In a decision which may sound very strange to a layman, the Federal Court has allowed the Afghan man to keep the visa awarded to him by the AAT despite agreeing that it had got the law wrong.
Minister Tudge has denied that he acted improperly, but refused further comment, pending a possible appeal.
The decision potentially exposes Minister Tudge to both civil and potentially criminal sanctions, including for contempt of court.
Weird it is that PDWL was kept in detention when an affidavit sworn by the Minister’s solicitor which accompanied the Minister’s application included the following statement about PDWL’s detention (at paragraph 8.1):
The effect of the AAT’s decision is that the First Respondent [PDWL] has been granted the Visa and he is in the process of being released from Yongah Hill Immigration Detention Centre in Western Australia at the time this affidavit is being affirmed.
Strange decision in particular, where the Court criticizes the Minister of the Crown for not complying with court’s direction to release PDWL from detention and then refusing to correct the AAT’s ultra vires action in wrongly awarding visa to PDWL – as a punishment to the Minister.
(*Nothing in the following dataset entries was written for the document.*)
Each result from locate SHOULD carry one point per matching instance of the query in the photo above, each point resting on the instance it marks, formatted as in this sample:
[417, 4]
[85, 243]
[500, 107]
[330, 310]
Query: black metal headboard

Does this decision represent a new judicial activism where the might of political ‘intent’ – both written and unwritten, is under scrutiny by the judiciary?
A ‘YES’ will sound good but all Australians must ensure above and beyond sloganism and posturing, whether social, political or even judicial, our national interest comes first. Arbitrary decisions are costing hundreds of millions of dollars to the Australian tax payer in legal costs each year.